Hi,
I am combining multiple csvs and have an issue whereby some of the older csvs have some different headers from those named in colTypes. I would like to simply gracefully output an empty dataframe/tibble, with the expected headers, when the csv read in doesn't exactly match all headers in my specification.
In the reprex below, ok has the desired headers, not_ok does not and should instead be handled such that it returns an empty dataframe/tibble with the expected headers.
The idea being that the flow of csv combining doesn't fall over with these older files but carries on until all files are handled.
Please can someone advise on how I might go about this? Happy to clarify anything.
I imagine I perhaps need to write a wrapper function that tests for a specific warning and handles accordingly?
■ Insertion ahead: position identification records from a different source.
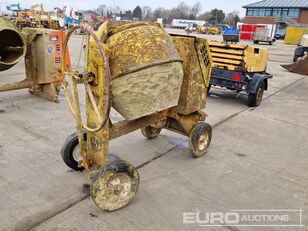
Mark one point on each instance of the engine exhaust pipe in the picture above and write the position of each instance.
(12, 44)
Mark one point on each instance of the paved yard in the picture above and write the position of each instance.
(257, 160)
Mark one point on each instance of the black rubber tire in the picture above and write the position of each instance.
(199, 130)
(150, 132)
(67, 151)
(254, 100)
(106, 190)
(209, 88)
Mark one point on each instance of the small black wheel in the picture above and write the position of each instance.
(209, 88)
(114, 185)
(70, 152)
(71, 155)
(150, 132)
(200, 139)
(254, 99)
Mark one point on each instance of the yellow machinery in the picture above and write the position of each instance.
(208, 30)
(36, 17)
(238, 57)
(153, 80)
(42, 49)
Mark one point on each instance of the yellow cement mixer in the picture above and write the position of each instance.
(153, 80)
(41, 49)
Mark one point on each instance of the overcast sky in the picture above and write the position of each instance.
(226, 5)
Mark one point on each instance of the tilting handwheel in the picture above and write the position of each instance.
(200, 139)
(114, 185)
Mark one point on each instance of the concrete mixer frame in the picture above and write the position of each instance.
(41, 49)
(94, 136)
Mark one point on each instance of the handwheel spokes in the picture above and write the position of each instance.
(71, 78)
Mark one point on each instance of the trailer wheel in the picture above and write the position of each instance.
(200, 139)
(71, 155)
(254, 99)
(114, 185)
(70, 152)
(150, 132)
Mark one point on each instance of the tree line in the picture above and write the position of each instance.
(181, 11)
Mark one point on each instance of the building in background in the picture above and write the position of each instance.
(282, 12)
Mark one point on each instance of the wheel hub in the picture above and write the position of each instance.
(120, 184)
(203, 141)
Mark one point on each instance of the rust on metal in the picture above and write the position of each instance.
(43, 72)
(145, 66)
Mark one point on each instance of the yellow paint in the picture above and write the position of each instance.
(294, 34)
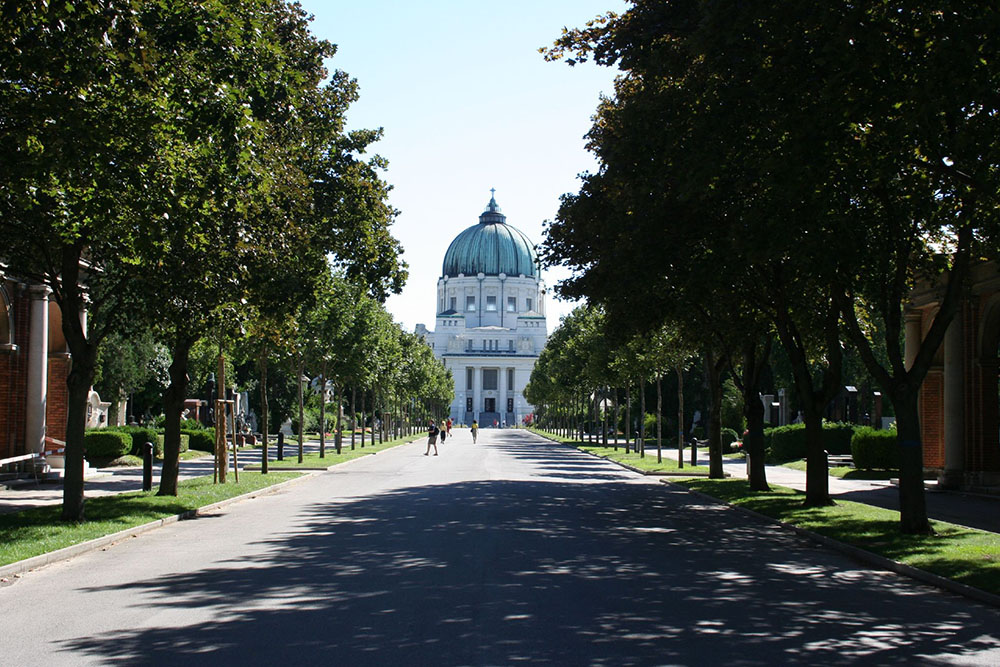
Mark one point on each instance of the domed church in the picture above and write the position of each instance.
(491, 320)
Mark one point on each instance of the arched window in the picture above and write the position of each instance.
(6, 321)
I will end up with a lot of nested function calls though.
I can' t see any arguments within read_csv itself that would help with this scenario.
Here is the reprex:
library(tidyverse)
#> Warning: package 'tibble' was built under R version 4.0.3
colTypes = cols(
REPORTING_PERIOD_START = col_character(),
REPORTING_PERIOD_END = col_character(),
STATUS = col_character(),
BREAKDOWN = col_character(),
PRIMARY_LEVEL = col_character(),
PRIMARY_LEVEL_DESCRIPTION = col_character(),
SECONDARY_LEVEL = col_character(),
SECONDARY_LEVEL_DESCRIPTION = col_character(),
MEASURE_ID = col_character(),
MEASURE_NAME = col_character(),
MEASURE_VALUE = col_character()
)
ok <- 'https://files.digital.nhs.uk/18/C92DD8/MHSDS%20Data_AugPrf_2020.csv'
not_ok <- "https://files.digital.nhs.uk/97/0C4714/MHSDS%20Monthly_File_Dec_2018_Final.csv"
# works as headers all match...wish to keep as is
keep <- read_csv(ok, col_types = colTypes)
# would like empty df with expected names here instead of warning and actual file content
return_empty <- read_csv(not_ok, col_types = colTypes)
#> Warning: The following named parsers don't match the column names:
#> REPORTING_PERIOD_START, REPORTING_PERIOD_END, MEASURE_ID, MEASURE_NAME,
#> MEASURE_VALUE
Created on 2020-12-02 by the reprex package (v0.3.0)
In case it matters, the csvs are being combined as follows:
combined_csvs <- future_map_dfr(.x = files_df$links,
.f = ~ cleaned_csv2(
read_csv(get_url2(.x, '[title*="MHSDS Data File"],[title*="MHSDS Monthly Data File"]'), col_types = colTypes)
), seed=TRUE)
In this case, ok or not_ok would be being returned by:
get_url2(.x, '[title*="MHSDS Data File"],[title*="MHSDS Monthly Data File"]')
files_df$links is the input list of files and cleaned_csv2 does some column type conversions.